A medida que fue pasando el tiempo, fui tomando en gran estima a aquel hombrecillo aguerrido de ojos melancólicos que había mantenido sus convicciones y su sentido de la proporción ante unas terribles vicisitudes y que, con los años, iba a renovar su país. A partir de 1974, con las ruinas de la Revolución Cultural, Deng, con cierto peligro para su persona, pues Mao seguía en el poder, empezó la tarea de la modernización que iba a convertir a la China del siglo XXI en una superpotencia económica.

En 1974, cuando Deng volvió del primer exilio, pocos habrían pensado que podía convertirse en una figura histórica. En sus palabras no había atisbo de filosofía; a diferencia de Mao, no hacía grandes alegatos sobre el destino extraordinario del pueblo chino. Sus discursos parecían pedestres, centrados en general en detalles prácticos. Deng hablaba de la importancia de la disciplina en el ejército y de las reformas en el Ministerio de la Industria Metalúrgica.² Hizo un llamamiento a aumentar el número de vagones de mercancía que se cargaban al día, a prohibir el alcohol entre quienes conducían las locomotoras y a regularizar los descansos para el almuerzo.³ Sus discursos eran técnicos, no trascendentales.

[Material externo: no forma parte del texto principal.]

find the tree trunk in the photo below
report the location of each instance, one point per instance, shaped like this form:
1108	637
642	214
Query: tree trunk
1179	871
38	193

Tras la Revolución Cultural y, dada la omnipresencia de Mao y de la Banda de los Cuatro, el pragmatismo cotidiano constituía una audaz declaración en sí. Durante diez años, Mao y la Banda de los Cuatro habían defendido la anarquía como medio de organización social, la «lucha» permanente como sistema de purificación nacional y una suerte de improvisada profesionalidad en las tareas económicas y académicas. Puesto que la Revolución Cultural había situado el fervor ideológico como distintivo de autenticidad, la llamada de Deng al orden, a la profesionalidad y a la eficacia —casi el pan nuestro de cada día en el mundo desarrollado— era una propuesta arriesgada. China había vivido diez años en los que habían imperado las jóvenes milicias violentas, que habían estado a punto de destrozar la carrera y la familia de Deng. Su estilo pragmático y práctico llevaba a China a cortar en seco con la historia y a penetrar en otro mundo de grandes ambiciones, aunque programadas en prácticos estadios.

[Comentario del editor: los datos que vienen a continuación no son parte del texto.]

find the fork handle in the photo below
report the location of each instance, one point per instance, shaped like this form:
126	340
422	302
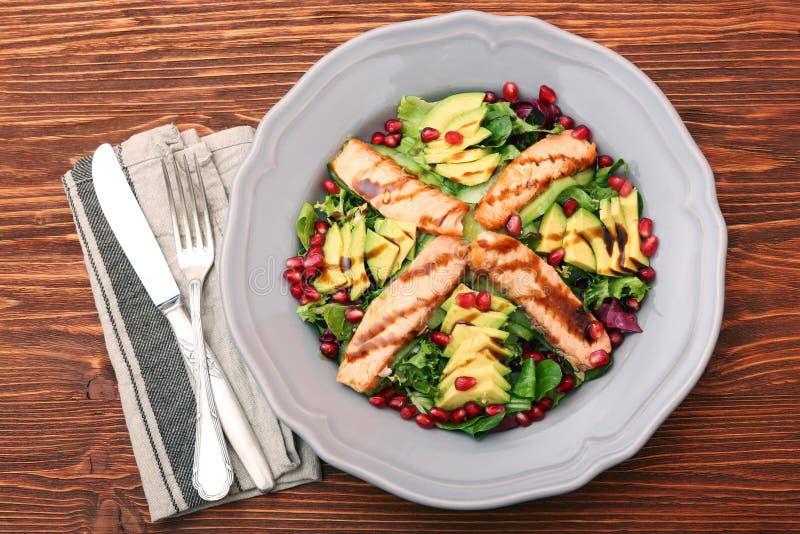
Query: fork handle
212	474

El 26 de septiembre de 1975, en unas declaraciones tituladas «Hay que dar prioridad a la investigación científica», Deng citó algún tema que iba a convertirse en su sello distintivo: la necesidad de poner el énfasis en la ciencia y la tecnología en el desarrollo económico chino; la nueva profesionalización de la mano de obra china, y el fomento de las aptitudes y la iniciativa individuales. Es decir, subrayaba las cualidades que habían quedado estancadas por las purgas políticas, el cierre de universidades durante la Revolución Cultural y la promoción de personas incompetentes basándose en términos ideológicos.

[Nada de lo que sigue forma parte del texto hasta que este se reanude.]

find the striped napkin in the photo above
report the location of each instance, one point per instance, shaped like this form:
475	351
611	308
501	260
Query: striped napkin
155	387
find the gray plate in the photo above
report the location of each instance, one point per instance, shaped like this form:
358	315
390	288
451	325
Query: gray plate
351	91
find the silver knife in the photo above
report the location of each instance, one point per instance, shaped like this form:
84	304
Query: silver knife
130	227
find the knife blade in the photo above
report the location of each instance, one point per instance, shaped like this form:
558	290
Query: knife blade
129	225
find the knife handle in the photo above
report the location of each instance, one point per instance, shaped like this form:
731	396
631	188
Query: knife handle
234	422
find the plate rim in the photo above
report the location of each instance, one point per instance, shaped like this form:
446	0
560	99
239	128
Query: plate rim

Por encima de todo, Deng pretendía acabar de una vez por todas con el debate sobre qué podía aprender China, si es que había algo que aprender, de los extranjeros que habían causado estragos en su país desde el siglo XIX. Deng insistía en que China diera primacía a la competencia profesional sobre lo políticamente correcto (incluso hasta el punto de fomentar la actividad profesional de las personas «extravagantes») y compensara a los que destacaran en cada uno de los ámbitos. Aquel era un cambio radical en el énfasis en una sociedad en la que las autoridades gubernamentales y los grupos de trabajo habían dictado hasta el más mínimo detalle de la vida educativa, profesional y personal de los individuos durante décadas. Donde Mao llevaba las cuestiones a la estratosfera de la parábola ideológica, Deng subordinaba la búsqueda ideológica a la competencia profesional:

Actualmente, determinadas personas del campo de la investigación científica están inmersas en luchas intestinas y se ocupan poco de la innovación. Algunos han optado por trabajar en privado por su cuenta en este terreno, como si ello fuera un delito. [...] Sería bueno para China contar con un millar de personas de tanto talento, con una autoridad generalmente reconocida a escala mundial. [...] Estas personas serán mucho más valiosas si trabajan por los intereses de la República Popular de China que si se dedican a las luchas entre facciones y obstruyen así las tareas de los demás.4

Deng definió las prioridades tradicionales chinas como «la necesidad de conseguir la consolidación, la estabilidad y la unidad».5 Pese a que no contaba con un poder supremo, pues Mao seguía en activo y la Banda de los Cuatro ejercía aún su influencia, Deng habló sin rodeos de la necesidad de superar el caos dominante y de «poner las cosas en orden»:

Hoy en día surge la necesidad de tener las cosas en orden en todos los ámbitos. Hay que poner en orden la agricultura y la industria y ajustar las políticas sobre literatura y arte. El ajuste, de hecho, significa también poner las cosas en orden. Con lo de poner las cosas en orden, pretendemos resolver problemas en las zonas rurales, en las fábricas, en los campos de la ciencia y la tecnología y en todas las demás esferas. He hablado en reuniones del Politburó sobre la necesidad de llevarlo a cabo en distintos campos, he informado de ello al camarada Mao Zedong y él me ha dado su aprobación.6

Quedaba impreciso, sin embargo, qué aprobaba Mao al dar su «aprobación». Suponiendo que hubieran recuperado a Deng como alternativa más ideológica en relación con Zhou, habían obtenido el resultado contrario. Lo que Deng definía como orden y estabilidad se convirtió en un gran desafío desde la perspectiva de la Banda de los Cuatro.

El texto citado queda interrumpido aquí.